Wir sind beim Fugger-Forum in Augsburg, diesmal geht es über den „Hype um den Wald“. Und der geht den Waldbesitzern – darunter die Fugger’schen Stiftungen mit respektablen 3200 Hektar und 31000 Festmetern jährlicher Holzernte – zunehmend auf den Zeiger. 30000 Bücher über den Wald, so hat es Moderator Horst Thieme recherchiert, sind auf dem Markt, etwa Peter Wohllebens Bestseller „Das geheime Leben der Bäume – wie sie fühlen, wie sie kommunizieren“.

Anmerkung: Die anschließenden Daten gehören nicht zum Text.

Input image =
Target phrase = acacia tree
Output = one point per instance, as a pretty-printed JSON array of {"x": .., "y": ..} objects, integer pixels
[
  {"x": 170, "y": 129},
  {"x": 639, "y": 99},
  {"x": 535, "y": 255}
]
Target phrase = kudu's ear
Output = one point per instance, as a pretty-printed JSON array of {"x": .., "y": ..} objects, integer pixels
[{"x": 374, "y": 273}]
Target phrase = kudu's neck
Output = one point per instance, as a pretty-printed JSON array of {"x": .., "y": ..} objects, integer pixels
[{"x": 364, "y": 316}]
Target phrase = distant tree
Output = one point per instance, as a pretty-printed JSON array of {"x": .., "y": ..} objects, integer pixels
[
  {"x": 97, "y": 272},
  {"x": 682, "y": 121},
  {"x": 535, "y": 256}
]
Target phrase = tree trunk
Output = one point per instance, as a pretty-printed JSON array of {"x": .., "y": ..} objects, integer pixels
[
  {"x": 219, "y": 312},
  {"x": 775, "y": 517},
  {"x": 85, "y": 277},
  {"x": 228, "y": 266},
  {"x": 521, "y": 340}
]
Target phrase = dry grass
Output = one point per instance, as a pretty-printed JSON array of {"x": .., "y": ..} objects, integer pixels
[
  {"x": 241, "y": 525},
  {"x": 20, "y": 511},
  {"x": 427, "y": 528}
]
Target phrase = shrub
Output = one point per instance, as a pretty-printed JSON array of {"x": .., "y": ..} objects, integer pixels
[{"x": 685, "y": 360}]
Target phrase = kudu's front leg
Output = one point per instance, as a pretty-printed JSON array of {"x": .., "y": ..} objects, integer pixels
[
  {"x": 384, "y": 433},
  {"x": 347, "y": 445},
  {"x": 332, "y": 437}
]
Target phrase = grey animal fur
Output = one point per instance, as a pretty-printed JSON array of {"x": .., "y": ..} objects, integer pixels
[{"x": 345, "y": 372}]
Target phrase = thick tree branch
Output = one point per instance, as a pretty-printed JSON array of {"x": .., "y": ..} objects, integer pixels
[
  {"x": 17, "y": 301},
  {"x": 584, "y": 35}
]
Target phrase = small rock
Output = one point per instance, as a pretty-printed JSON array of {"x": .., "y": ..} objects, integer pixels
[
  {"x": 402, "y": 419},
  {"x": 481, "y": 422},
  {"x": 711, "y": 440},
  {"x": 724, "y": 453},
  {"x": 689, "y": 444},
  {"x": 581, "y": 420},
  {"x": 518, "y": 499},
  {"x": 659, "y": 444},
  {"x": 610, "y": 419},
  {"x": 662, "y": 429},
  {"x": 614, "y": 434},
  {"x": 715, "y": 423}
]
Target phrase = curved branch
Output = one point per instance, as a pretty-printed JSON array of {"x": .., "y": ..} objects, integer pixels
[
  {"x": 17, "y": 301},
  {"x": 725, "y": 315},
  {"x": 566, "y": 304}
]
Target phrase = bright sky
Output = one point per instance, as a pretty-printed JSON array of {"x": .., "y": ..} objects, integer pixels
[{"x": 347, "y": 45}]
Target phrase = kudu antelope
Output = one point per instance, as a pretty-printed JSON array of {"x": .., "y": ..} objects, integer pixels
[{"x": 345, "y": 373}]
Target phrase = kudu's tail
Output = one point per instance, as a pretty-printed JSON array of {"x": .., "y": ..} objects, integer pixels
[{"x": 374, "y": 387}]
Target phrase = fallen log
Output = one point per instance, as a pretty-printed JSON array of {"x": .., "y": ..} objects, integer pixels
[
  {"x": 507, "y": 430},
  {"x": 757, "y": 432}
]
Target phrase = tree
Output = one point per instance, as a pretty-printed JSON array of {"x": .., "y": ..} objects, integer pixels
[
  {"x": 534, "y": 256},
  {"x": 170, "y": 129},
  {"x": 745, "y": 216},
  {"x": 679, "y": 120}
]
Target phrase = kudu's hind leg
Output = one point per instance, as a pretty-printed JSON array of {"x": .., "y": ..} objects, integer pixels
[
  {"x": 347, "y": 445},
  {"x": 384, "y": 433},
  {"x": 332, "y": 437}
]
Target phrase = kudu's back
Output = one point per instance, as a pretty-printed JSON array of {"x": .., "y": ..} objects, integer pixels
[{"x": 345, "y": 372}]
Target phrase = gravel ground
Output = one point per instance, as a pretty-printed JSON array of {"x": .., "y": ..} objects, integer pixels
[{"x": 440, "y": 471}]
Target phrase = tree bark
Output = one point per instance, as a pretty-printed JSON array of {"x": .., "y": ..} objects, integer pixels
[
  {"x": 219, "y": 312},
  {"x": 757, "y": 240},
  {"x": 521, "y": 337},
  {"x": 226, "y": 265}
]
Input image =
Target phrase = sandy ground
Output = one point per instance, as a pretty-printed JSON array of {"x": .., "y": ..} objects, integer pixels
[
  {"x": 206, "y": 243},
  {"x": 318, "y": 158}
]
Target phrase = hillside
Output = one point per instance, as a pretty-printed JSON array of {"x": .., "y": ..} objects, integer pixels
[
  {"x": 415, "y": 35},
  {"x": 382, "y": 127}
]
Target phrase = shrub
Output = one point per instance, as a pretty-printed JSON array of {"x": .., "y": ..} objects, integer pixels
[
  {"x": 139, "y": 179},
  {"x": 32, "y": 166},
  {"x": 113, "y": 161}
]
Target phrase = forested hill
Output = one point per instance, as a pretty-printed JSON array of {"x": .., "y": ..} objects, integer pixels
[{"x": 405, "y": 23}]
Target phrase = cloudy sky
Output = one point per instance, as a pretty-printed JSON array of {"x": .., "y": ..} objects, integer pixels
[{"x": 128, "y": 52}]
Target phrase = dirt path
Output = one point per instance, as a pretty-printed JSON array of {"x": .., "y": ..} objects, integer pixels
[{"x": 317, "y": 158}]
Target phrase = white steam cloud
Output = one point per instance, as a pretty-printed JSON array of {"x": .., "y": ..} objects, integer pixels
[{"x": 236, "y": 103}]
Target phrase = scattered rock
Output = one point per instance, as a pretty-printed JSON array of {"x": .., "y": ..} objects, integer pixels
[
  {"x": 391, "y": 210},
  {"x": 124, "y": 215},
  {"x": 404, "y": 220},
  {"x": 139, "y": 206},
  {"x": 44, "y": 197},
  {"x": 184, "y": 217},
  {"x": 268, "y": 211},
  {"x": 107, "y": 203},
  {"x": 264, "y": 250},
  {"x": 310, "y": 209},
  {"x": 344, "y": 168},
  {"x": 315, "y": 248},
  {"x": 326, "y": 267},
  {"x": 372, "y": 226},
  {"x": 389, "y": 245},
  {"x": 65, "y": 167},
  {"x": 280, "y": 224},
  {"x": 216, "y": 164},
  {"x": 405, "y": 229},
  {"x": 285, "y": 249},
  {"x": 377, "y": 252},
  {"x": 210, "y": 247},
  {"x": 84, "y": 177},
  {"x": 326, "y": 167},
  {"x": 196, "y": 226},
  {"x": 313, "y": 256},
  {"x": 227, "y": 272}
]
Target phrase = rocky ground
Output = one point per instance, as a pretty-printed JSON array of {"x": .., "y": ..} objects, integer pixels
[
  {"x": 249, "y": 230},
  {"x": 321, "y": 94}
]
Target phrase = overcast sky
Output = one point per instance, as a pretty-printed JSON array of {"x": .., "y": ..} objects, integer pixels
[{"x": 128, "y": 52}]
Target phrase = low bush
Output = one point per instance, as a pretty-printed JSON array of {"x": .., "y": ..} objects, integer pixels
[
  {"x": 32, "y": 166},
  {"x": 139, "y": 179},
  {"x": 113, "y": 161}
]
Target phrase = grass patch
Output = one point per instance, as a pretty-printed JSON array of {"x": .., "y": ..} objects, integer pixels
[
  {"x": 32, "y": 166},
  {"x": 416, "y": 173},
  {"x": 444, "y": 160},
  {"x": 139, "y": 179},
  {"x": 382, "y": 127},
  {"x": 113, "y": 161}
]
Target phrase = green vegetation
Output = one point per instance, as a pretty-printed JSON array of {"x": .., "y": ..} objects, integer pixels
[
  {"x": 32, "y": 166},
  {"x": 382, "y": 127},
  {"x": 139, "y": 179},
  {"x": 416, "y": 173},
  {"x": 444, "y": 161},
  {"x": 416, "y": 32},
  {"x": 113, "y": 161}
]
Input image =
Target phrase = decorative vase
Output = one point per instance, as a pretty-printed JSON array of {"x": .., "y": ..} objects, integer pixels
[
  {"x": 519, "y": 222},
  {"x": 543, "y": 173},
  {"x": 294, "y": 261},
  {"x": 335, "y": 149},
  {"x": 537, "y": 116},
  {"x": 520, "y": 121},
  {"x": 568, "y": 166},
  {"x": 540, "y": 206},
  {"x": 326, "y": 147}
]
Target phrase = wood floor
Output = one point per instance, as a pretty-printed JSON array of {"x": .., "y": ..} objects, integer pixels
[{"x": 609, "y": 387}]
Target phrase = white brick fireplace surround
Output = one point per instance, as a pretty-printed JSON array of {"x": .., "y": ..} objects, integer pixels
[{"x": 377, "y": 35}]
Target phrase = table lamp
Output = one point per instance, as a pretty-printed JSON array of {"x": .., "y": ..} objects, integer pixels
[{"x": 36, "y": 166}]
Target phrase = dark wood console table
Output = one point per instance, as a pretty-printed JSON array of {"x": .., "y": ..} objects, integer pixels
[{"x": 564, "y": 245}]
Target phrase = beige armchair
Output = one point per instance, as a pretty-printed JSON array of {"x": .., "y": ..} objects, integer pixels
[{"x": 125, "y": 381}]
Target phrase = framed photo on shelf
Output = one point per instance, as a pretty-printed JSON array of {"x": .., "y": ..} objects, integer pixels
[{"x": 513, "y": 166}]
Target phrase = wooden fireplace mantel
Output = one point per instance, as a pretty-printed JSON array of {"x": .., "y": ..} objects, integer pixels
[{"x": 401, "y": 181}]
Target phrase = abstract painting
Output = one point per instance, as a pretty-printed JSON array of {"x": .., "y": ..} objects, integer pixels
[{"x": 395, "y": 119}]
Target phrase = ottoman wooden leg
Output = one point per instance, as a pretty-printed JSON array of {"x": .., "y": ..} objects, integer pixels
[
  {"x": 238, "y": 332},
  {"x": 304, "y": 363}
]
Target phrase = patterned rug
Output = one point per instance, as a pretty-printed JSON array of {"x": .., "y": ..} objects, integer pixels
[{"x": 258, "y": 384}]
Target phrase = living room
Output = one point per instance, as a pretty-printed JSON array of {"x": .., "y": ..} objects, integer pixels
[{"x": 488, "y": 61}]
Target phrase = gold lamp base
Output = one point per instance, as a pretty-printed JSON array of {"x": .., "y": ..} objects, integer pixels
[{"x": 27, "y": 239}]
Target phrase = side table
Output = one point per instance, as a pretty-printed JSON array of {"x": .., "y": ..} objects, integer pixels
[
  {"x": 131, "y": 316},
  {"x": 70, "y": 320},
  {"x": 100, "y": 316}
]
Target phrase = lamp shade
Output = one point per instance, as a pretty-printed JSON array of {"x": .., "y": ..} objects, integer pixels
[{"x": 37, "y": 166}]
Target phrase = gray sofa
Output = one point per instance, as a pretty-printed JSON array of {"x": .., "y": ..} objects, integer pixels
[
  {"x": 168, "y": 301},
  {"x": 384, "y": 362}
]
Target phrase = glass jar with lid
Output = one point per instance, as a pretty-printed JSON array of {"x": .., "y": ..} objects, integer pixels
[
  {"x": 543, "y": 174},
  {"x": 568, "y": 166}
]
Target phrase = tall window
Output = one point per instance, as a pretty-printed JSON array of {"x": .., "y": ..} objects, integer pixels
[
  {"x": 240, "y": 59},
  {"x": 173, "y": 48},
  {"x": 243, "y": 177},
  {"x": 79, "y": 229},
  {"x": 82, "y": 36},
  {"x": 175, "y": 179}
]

Der ironische Titel des Abends „Über allen Wipfeln juchhu?“ wird in Försterkreisen gar nicht goutiert. „Käseglocken-Naturschutz“ nennt Josef Ziegler, Präsident der bayerischen Waldbesitzerverbände, die Forderung, den Wald sich selbst zu überlassen, also „stillzulegen“.
„Wo ist die größte Artenvielfalt? Im Wirtschaftswald!“, sagt Alexander Erbgraf Fugger-Babenhausen, der namens des Familienseniorats die Wälder bewirtschaftet. Im unbearbeiteten Wald mache sich nur der Käfer breit. Die Fugger halten sich zugute, ihre Wälder seit Jahrhunderten nachhaltig zu bewirtschaften. Nach dem Dreißigjährigen Krieg (1618–1648) haben sie das Stiftungsvermögen, aus dem sie bis heute vor allem die berühmte Sozialsiedlung Fuggerei in Augsburg finanzieren, in grünes Kapital umgeschichtet. „Es hat seither noch alle Kriege und Inflationen überstanden“, betont Erbgraf Alexander.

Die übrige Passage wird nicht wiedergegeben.